Moreover, the rate of induced faults does not depend on knowing the internals of DRAM memory. For example, for effective fault injection using a row-hammer, we need the physical row mapping to perform targeted hammering activation. Any changes incorporated by DRAM vendors to prevent memory errors using refresh strategies such as targeted row refresh (TRR) can reduce the effectiveness of the fault-injection methodology.

The elevated temperature of DRAM cells primarily drives our laser-induced fault injection, and it is independent of the architecture and memory controller design. In this paper, we show that with careful calibration, we can induce errors in all tested DDR3, DDR4, LPDDR4 DIMMs driven by ARM and x86 CPUs.
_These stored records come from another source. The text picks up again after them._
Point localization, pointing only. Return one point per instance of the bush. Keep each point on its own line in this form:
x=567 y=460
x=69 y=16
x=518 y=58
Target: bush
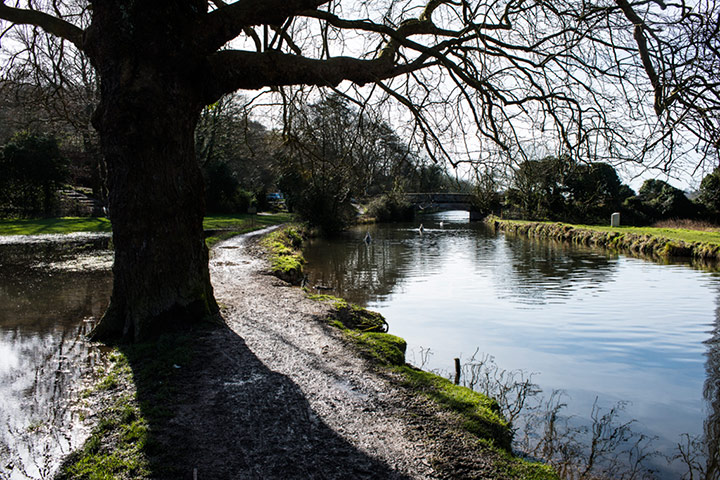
x=391 y=207
x=222 y=190
x=33 y=169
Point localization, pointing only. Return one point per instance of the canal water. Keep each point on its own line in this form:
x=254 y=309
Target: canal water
x=606 y=329
x=51 y=293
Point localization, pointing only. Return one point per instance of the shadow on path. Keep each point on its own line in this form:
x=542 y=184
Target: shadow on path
x=225 y=414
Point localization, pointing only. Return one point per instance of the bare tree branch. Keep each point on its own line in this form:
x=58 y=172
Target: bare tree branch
x=49 y=23
x=227 y=22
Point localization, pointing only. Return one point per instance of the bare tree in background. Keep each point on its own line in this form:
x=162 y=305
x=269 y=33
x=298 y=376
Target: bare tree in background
x=587 y=77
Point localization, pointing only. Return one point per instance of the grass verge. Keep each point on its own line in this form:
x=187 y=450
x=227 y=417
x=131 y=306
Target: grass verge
x=122 y=445
x=654 y=241
x=284 y=247
x=225 y=224
x=479 y=415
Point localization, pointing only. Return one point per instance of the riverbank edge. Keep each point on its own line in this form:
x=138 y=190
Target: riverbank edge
x=367 y=332
x=121 y=440
x=636 y=244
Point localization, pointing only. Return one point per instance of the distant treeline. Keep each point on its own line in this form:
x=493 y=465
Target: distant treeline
x=559 y=189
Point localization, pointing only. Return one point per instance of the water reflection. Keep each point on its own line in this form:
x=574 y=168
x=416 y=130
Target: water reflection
x=712 y=397
x=45 y=314
x=595 y=324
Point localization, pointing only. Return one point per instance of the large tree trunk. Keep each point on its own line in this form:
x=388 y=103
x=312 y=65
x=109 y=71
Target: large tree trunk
x=149 y=107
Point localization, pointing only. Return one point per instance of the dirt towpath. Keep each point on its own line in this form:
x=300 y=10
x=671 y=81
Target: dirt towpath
x=279 y=394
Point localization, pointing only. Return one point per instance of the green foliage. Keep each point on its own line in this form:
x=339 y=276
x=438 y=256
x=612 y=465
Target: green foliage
x=557 y=188
x=33 y=169
x=54 y=225
x=486 y=197
x=538 y=186
x=234 y=224
x=481 y=414
x=222 y=190
x=665 y=242
x=391 y=207
x=286 y=260
x=710 y=192
x=658 y=200
x=122 y=445
x=335 y=154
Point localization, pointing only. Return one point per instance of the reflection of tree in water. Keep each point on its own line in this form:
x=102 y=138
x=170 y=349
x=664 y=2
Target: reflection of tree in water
x=538 y=270
x=44 y=319
x=361 y=272
x=712 y=396
x=531 y=271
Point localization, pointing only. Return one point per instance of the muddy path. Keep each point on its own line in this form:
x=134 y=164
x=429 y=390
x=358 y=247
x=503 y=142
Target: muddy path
x=279 y=394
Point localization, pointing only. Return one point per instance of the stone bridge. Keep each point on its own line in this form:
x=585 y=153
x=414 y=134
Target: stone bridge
x=443 y=201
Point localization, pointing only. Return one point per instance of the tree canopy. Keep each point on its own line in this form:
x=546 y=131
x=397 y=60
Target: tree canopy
x=603 y=80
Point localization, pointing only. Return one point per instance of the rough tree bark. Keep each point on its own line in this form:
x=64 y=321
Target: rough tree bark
x=563 y=67
x=151 y=98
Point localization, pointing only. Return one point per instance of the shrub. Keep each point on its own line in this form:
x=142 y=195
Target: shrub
x=33 y=169
x=391 y=207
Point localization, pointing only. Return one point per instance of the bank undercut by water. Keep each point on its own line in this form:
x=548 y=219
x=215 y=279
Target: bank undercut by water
x=657 y=242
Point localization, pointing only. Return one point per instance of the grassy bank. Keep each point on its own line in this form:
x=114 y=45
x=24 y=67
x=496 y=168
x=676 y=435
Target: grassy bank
x=225 y=225
x=284 y=249
x=652 y=241
x=123 y=443
x=476 y=413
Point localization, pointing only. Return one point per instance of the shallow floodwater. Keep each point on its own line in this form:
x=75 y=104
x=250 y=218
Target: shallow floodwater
x=594 y=324
x=48 y=303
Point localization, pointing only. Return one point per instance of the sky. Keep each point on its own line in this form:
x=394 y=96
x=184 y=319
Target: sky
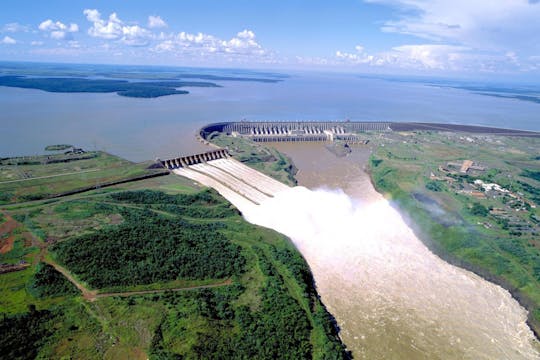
x=462 y=37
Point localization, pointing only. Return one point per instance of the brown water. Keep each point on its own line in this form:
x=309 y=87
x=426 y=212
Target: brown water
x=392 y=297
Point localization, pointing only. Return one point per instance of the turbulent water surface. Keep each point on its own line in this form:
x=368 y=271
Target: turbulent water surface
x=391 y=296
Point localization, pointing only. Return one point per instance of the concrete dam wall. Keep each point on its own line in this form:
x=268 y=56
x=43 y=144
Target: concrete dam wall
x=185 y=161
x=238 y=183
x=264 y=131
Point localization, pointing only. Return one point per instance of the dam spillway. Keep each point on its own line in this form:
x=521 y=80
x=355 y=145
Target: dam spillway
x=392 y=298
x=289 y=131
x=240 y=184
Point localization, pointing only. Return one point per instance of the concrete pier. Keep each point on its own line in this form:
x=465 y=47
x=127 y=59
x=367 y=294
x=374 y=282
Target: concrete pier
x=185 y=161
x=238 y=183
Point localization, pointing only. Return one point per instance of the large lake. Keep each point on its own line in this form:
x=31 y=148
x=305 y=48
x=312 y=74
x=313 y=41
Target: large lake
x=142 y=129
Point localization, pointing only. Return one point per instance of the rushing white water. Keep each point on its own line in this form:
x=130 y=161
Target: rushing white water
x=392 y=297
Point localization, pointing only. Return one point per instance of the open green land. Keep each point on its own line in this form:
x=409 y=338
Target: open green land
x=263 y=158
x=158 y=268
x=41 y=177
x=457 y=210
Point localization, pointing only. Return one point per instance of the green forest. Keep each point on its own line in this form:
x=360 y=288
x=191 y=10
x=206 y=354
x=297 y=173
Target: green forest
x=213 y=286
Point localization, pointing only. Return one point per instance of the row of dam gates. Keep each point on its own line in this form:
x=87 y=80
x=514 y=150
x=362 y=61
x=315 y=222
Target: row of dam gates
x=268 y=131
x=241 y=185
x=245 y=187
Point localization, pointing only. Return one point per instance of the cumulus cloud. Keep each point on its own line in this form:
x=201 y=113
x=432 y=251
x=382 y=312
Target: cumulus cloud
x=14 y=27
x=420 y=57
x=58 y=30
x=156 y=22
x=8 y=40
x=244 y=44
x=115 y=29
x=494 y=25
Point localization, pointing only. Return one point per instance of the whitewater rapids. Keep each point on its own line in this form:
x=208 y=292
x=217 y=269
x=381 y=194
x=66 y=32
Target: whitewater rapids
x=391 y=296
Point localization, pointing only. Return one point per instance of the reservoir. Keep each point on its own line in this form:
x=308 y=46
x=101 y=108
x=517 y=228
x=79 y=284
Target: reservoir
x=143 y=129
x=391 y=296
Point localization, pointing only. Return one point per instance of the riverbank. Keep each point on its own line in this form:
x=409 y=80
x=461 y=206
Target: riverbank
x=391 y=296
x=492 y=233
x=153 y=267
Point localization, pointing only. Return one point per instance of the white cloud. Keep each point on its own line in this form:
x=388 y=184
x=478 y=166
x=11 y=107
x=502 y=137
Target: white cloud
x=479 y=35
x=156 y=22
x=420 y=57
x=241 y=45
x=493 y=25
x=8 y=40
x=15 y=27
x=116 y=29
x=58 y=30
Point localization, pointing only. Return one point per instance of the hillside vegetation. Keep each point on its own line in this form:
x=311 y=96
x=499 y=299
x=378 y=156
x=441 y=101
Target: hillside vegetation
x=485 y=218
x=171 y=271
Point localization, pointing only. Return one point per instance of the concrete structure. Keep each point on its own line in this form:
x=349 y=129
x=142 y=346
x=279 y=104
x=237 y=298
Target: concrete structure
x=185 y=161
x=263 y=131
x=238 y=183
x=272 y=131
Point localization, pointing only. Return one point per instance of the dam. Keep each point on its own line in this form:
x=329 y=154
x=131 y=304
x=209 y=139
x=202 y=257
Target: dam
x=286 y=131
x=240 y=184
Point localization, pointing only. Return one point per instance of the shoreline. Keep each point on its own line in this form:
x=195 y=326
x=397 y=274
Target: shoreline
x=451 y=259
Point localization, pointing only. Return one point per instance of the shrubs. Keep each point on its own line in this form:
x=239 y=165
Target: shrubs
x=150 y=248
x=47 y=282
x=24 y=335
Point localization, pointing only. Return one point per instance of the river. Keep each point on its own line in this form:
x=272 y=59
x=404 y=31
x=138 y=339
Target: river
x=143 y=129
x=391 y=296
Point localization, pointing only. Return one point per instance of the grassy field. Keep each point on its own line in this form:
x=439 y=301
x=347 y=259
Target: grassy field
x=265 y=159
x=491 y=231
x=265 y=306
x=42 y=177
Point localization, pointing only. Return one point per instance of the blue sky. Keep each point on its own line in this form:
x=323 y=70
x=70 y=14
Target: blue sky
x=380 y=36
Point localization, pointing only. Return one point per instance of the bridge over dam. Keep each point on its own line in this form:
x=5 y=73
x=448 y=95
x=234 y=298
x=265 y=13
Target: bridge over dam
x=243 y=186
x=277 y=131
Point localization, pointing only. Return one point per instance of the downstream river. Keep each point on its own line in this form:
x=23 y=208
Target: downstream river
x=391 y=296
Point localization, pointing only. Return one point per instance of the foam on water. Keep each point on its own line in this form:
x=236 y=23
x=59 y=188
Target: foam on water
x=391 y=296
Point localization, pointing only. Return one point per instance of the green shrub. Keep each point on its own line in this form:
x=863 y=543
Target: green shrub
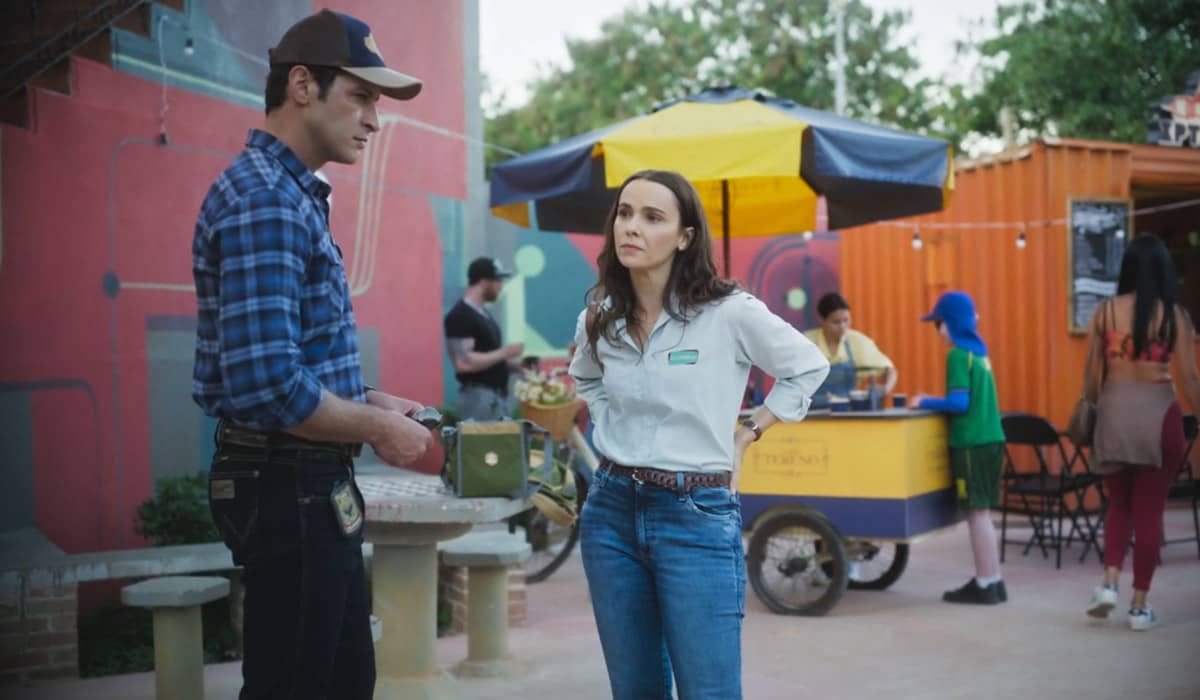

Laser-induced faults are tied to the physical location of cells. In our setup, we can move the laser head precisely in the XY plane, enabling the ability to print faults on the DRAM chip to potentially introduce arbitrary faults.

2.4 Key Hypotheses

In this paper, we test the following hypotheses using our experimental setup -

1) Diode laser can induce local hotspots on the DRAM chip, which result in localized bit-flips on the physical memory.
2) Laser-induced bit flips are repeatable as they exploit the physical characteristics of DRAM cells.
3) As modern DRAMs use true-cell and anti-cell encoding to avoid bias in DRAM errors, we hypothesize that our setup would be able to induce both 1 → 0 and 0 → 1 errors.
4) Rapid and localized heating can subvert the DRAM fail-safe such as thermal shutdown and adaptive refresh.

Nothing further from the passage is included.